Today's post is a little different. Instead of delving into discussiong of formal type systems, I'd like to step back and talk generally about some aspects of linear type systems as they show up in real life. That means: programming languages and the memory safety discussion today, C++ and Rust. Disclaimer: while the content of this post is very much related to memory safety which is something I work on at Google, this is my personal blog and everything here is my personal opinion.
In programming, managing memory and resources is one of the most critical and error-prone tasks. Getting it wrong can lead to nasty bugs, from crashes to security vulnerabilities. Two languages that take this challenge seriously, but with vastly different philosophies, are C++ and Rust.
At the heart of this difference lies how their type systems handle the concepts of copying and moving data. While both languages have syntax for these operations, Rust's type system acts as a strict guardian, preventing common errors at compile time, whereas C++ offers more flexibility at the cost of placing the burden of safety squarely on the developer.
In C++, the ability for an object to be copied or moved is defined by a set of special member functions.

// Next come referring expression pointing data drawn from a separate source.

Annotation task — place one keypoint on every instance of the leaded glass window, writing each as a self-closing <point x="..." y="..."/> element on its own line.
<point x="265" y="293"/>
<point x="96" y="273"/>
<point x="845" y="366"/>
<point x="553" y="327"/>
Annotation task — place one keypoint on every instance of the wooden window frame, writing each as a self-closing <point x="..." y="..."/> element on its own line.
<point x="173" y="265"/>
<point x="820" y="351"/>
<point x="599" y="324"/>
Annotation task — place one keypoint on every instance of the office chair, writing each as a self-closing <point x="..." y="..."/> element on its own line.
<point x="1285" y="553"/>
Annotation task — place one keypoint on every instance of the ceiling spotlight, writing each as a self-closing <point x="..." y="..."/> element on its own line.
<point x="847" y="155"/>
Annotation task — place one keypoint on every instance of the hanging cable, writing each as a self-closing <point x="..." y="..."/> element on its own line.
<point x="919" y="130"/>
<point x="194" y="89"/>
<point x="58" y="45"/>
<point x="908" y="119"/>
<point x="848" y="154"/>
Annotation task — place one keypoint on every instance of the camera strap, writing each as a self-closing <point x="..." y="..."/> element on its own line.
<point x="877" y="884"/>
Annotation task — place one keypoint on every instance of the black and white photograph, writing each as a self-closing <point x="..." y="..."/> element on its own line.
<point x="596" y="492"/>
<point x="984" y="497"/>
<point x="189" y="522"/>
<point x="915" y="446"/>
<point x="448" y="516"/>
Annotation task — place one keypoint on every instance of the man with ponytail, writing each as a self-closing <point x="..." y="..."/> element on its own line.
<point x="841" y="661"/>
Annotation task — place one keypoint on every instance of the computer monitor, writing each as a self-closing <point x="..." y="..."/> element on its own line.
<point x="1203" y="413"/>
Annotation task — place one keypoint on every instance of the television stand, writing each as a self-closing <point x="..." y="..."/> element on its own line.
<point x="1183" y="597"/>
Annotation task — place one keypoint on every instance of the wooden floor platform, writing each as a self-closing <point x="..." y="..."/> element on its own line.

If you've written any C++, you've likely encountered the "Rule of Five":
MyType(const MyType& other);
MyType& operator=(const MyType& other);
MyType(MyType&& other);
MyType& operator=(MyType&& other);
~MyType();
When you create a type that manages a resource, like a memory buffer, you implement these functions to define what it means to copy or move it. A copy usually involves a "deep copy"—allocating new memory and copying the data over. A move is an optimization that "steals" the internal resource from a temporary object, avoiding a costly allocation.
Let's look at a classic example: a simple string-like class.
#include <cstring>
#include <iostream>
class NaiveString {
public:
NaiveString(const char\* s) {
std::cout << "Allocating memory for '" << s << "'\n";
size = std::strlen(s) + 1;
data = new char[size];
std::memcpy(data, s, size);
}
// Move constructor: "steals" the pointer
NaiveString(NaiveString&& other) noexcept
: data(other.data), size(other.size) {
std::cout << "Moving from '" << (other.data ? other.data : "") << "'\n";
// Invalidate the source object!
other.data = nullptr;
other.size = 0;
}
~NaiveString() {
if (data) {
std::cout << "Freeing memory for '" << data << "'\n";
} else {
std::cout << "Destructing a moved-from object\n";
}
delete[] data;
}
char* data;
size_t size;
};
int main() {
NaiveString s1("hello");
std::cout << "s1.data = " << (void\*)s1.data << "\n";
// Move s1 into s2
NaiveString s2 = std::move(s1);
std::cout << "s2.data = " << (void\*)s2.data << "\n";
// What about s1 now?
std::cout << "s1.data after move = " << (void\*)s1.data << "\n";
// This is the danger zone! C++ lets you do this.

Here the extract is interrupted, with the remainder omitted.